The method of depreciation chosen by a company can have a significant impact on its profitability. Depreciation is the allocation of the cost of an asset over its useful life, and it affects the income statement by reducing the reported profit. Here’s how different methods of depreciation can influence profitability:

  1. Straight-line Depreciation: This method evenly spreads the cost of an asset over its useful life. It’s simple and straightforward, but it can result in lower depreciation expenses in the earlier years of an asset’s life compared to other methods. This can lead to higher reported profits in the early years, potentially boosting profitability.
  2. Accelerated Depreciation (e.g., Double-Declining Balance): Accelerated methods allocate higher depreciation expenses to the early years of an asset’s life and lower expenses to later years. This can result in lower reported profits in the earlier years but higher profits in later years. Accelerated depreciation can potentially improve cash flow by reducing taxable income in the earlier years, but it may not reflect the asset’s actual pattern of use or decline in value accurately.
  3. Units of Production Depreciation: This method allocates depreciation based on the actual usage of the asset rather than time. It’s beneficial for assets whose usage varies significantly over time. It can align more closely with the asset’s actual contribution to revenue generation, potentially enhancing the accuracy of profitability measures.
  4. Sum-of-the-Years’ Digits Depreciation: This method accelerates depreciation similar to the double-declining balance method but in a more gradual manner. It falls between straight-line and accelerated methods in terms of depreciation expense distribution. It can smooth out the impact of depreciation on profitability compared to accelerated methods.
  5. Impairment Charges: While not a depreciation method per se, impairment charges are recorded when the carrying amount of an asset exceeds its recoverable amount. Impairment charges directly reduce reported profits and can have a significant impact on profitability.

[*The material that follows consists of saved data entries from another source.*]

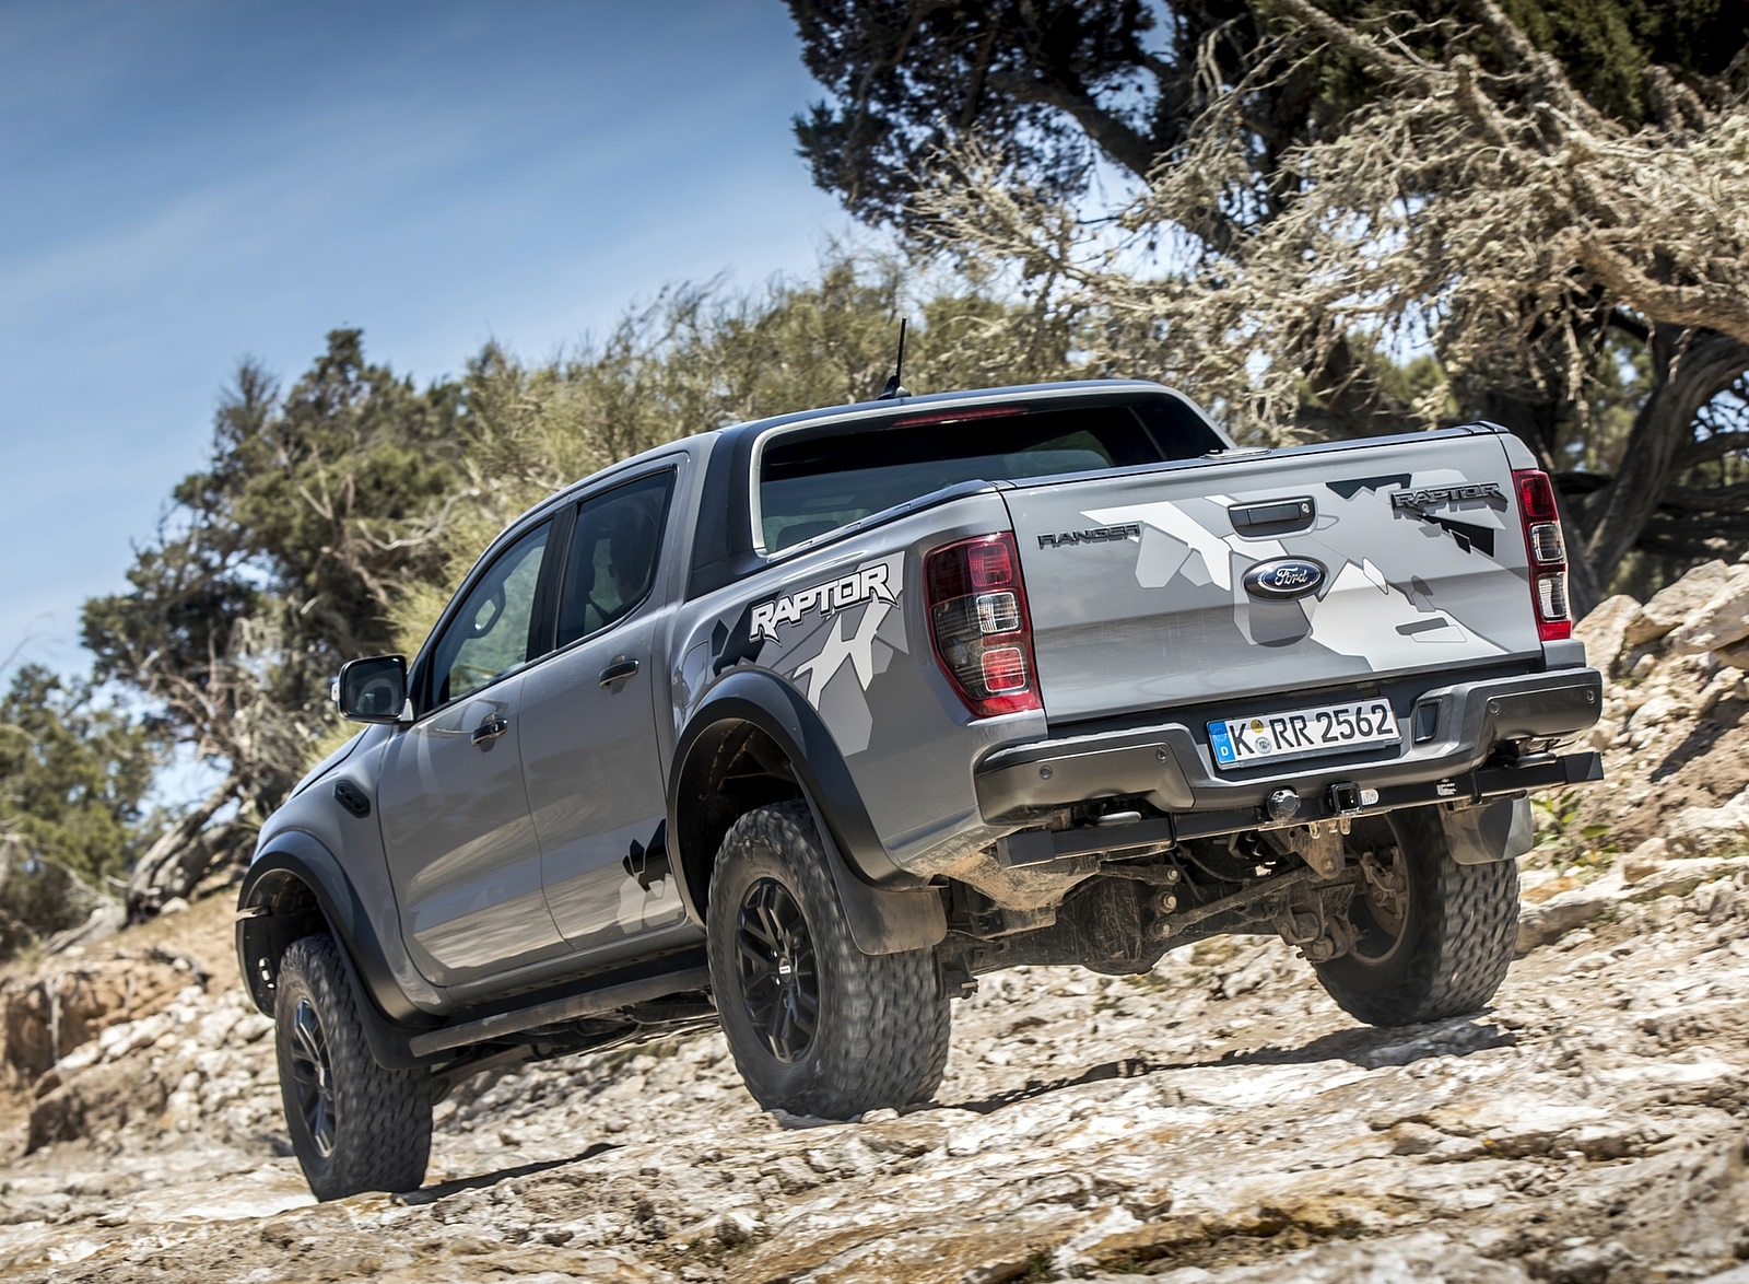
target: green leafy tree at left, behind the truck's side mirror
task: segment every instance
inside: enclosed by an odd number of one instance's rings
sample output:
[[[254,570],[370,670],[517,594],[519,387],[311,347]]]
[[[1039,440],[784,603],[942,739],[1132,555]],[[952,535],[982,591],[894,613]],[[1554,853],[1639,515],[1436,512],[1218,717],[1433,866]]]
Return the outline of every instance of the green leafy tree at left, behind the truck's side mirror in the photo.
[[[222,770],[142,857],[133,913],[185,892],[278,805],[332,717],[339,663],[390,649],[402,584],[442,574],[458,416],[453,385],[420,392],[367,364],[359,331],[329,334],[283,397],[238,367],[210,465],[177,486],[129,591],[84,611],[96,680],[138,691],[166,738]]]

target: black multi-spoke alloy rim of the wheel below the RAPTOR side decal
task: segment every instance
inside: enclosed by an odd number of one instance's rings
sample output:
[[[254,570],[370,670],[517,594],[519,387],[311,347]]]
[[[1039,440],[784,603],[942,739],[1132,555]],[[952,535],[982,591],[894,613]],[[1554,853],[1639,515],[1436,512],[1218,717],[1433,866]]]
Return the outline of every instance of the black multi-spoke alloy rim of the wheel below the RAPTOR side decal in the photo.
[[[820,976],[808,920],[784,883],[761,878],[747,889],[736,943],[747,1020],[780,1065],[794,1065],[813,1044]]]

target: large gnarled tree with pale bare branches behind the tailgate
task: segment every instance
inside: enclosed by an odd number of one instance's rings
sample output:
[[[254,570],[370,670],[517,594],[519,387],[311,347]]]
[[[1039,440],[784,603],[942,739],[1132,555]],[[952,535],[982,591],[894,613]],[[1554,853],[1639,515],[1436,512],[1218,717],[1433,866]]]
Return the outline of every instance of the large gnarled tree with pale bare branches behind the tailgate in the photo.
[[[1205,105],[1158,133],[1146,187],[1111,220],[1063,199],[1025,131],[972,122],[915,184],[904,226],[1058,282],[1058,306],[1097,322],[1098,359],[1221,402],[1258,437],[1506,423],[1560,478],[1581,609],[1634,553],[1681,565],[1740,551],[1742,10],[1462,0],[1408,19],[1272,0],[1249,12],[1249,28],[1203,40]],[[899,24],[894,10],[866,21]],[[1256,38],[1235,45],[1242,28]],[[930,30],[888,61],[946,58]],[[1182,66],[1186,49],[1161,58]],[[868,84],[890,75],[880,59],[859,66]],[[1153,96],[1132,82],[1132,115],[1167,101],[1165,63],[1153,75]],[[1418,350],[1436,378],[1404,402],[1382,366]],[[1623,437],[1611,416],[1600,441],[1592,409],[1625,371],[1632,429]]]

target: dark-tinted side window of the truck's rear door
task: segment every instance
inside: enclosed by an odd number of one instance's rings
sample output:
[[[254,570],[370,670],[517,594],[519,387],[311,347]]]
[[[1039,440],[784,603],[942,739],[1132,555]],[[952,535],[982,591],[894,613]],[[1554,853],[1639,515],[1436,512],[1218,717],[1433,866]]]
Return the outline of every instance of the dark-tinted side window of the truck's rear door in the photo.
[[[577,506],[560,591],[560,645],[624,619],[649,595],[672,492],[673,472],[658,472]]]

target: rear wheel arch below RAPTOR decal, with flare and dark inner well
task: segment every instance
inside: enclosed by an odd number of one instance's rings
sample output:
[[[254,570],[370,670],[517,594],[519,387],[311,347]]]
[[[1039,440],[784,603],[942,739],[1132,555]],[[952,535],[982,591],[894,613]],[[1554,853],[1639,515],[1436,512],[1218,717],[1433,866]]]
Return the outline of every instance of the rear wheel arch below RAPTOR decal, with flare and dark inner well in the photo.
[[[843,754],[789,684],[761,670],[728,675],[680,733],[673,761],[670,859],[698,922],[708,910],[717,848],[735,820],[754,806],[796,798],[813,813],[864,953],[918,950],[946,936],[939,892],[887,855]]]

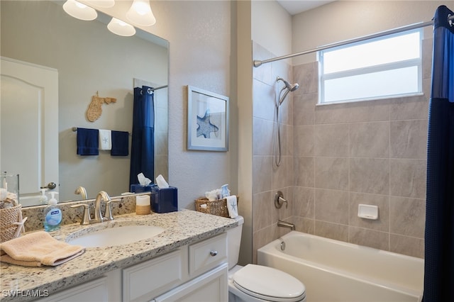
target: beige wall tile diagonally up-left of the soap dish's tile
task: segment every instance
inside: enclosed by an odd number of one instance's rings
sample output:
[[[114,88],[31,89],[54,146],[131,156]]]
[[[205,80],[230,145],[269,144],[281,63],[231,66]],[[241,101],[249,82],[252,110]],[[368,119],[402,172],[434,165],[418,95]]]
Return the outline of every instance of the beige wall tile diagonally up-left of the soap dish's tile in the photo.
[[[348,158],[316,157],[315,187],[348,190]]]

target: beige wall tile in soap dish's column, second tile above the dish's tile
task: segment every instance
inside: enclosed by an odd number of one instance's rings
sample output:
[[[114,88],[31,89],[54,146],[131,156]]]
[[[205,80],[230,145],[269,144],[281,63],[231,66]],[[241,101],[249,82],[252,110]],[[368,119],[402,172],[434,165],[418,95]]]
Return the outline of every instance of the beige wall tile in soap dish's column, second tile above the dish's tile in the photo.
[[[350,123],[351,157],[389,157],[389,123]]]

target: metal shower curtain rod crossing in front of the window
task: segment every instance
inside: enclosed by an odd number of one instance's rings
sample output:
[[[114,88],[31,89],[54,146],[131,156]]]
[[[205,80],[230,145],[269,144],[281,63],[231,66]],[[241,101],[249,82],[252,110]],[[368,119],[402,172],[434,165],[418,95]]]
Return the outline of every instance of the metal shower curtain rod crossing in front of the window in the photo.
[[[452,21],[454,23],[454,16],[448,16],[448,21],[449,22]],[[351,43],[357,43],[357,42],[361,42],[361,41],[364,41],[364,40],[370,40],[370,39],[373,39],[373,38],[380,38],[380,37],[383,37],[384,35],[392,35],[394,33],[402,33],[402,31],[405,31],[405,30],[423,28],[423,27],[432,26],[432,25],[433,25],[433,21],[415,23],[415,24],[411,24],[409,26],[403,26],[403,27],[394,28],[394,29],[391,29],[391,30],[385,30],[385,31],[382,31],[380,33],[374,33],[372,35],[365,35],[365,36],[362,36],[360,38],[354,38],[354,39],[350,39],[350,40],[344,40],[344,41],[341,41],[341,42],[338,42],[338,43],[323,45],[323,46],[316,47],[316,48],[311,49],[311,50],[306,50],[306,51],[303,51],[303,52],[293,53],[291,55],[283,55],[281,57],[273,57],[273,58],[267,59],[267,60],[254,60],[253,64],[254,64],[254,67],[259,67],[260,65],[265,64],[265,63],[269,63],[269,62],[275,62],[275,61],[279,61],[279,60],[289,59],[290,57],[297,57],[299,55],[307,55],[307,54],[309,54],[311,52],[318,52],[320,50],[327,50],[327,49],[333,48],[333,47],[343,46],[343,45],[347,45],[347,44],[351,44]]]

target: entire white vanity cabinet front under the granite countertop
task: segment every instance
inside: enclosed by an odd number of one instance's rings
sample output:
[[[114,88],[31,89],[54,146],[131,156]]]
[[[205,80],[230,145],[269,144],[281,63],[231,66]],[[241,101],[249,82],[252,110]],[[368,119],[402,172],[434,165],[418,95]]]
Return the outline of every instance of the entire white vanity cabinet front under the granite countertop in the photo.
[[[228,301],[227,275],[227,235],[222,233],[40,301]]]

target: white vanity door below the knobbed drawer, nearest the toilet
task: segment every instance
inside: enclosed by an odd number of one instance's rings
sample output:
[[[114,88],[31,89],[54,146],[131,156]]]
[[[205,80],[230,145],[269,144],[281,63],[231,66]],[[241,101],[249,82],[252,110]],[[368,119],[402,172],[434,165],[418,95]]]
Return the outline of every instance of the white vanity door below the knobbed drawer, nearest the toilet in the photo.
[[[216,269],[202,274],[191,281],[178,286],[172,291],[155,298],[155,302],[227,302],[228,264],[221,264]]]

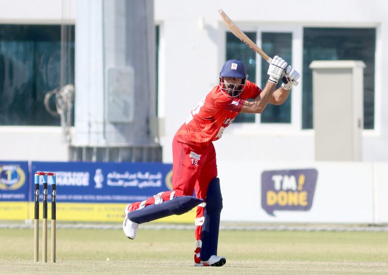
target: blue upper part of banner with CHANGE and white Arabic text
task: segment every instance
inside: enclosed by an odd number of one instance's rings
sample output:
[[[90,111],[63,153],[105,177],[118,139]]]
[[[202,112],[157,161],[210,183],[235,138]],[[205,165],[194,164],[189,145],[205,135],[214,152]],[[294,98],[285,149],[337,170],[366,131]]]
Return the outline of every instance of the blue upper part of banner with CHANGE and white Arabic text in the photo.
[[[55,172],[58,202],[128,204],[171,189],[171,170],[163,163],[32,161],[30,182],[35,172]]]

The choice of depreciation method involves considerations such as the asset’s pattern of use, its expected useful life, tax implications, and the company’s financial reporting objectives. Ultimately, while the choice of depreciation method can affect reported profitability, it’s essential to select a method that accurately reflects the asset’s economic consumption and aligns with the company’s financial goals and reporting standards. Additionally, investors and stakeholders often consider other metrics like cash flow from operations and return on investment alongside reported profits to evaluate a company’s performance accurately.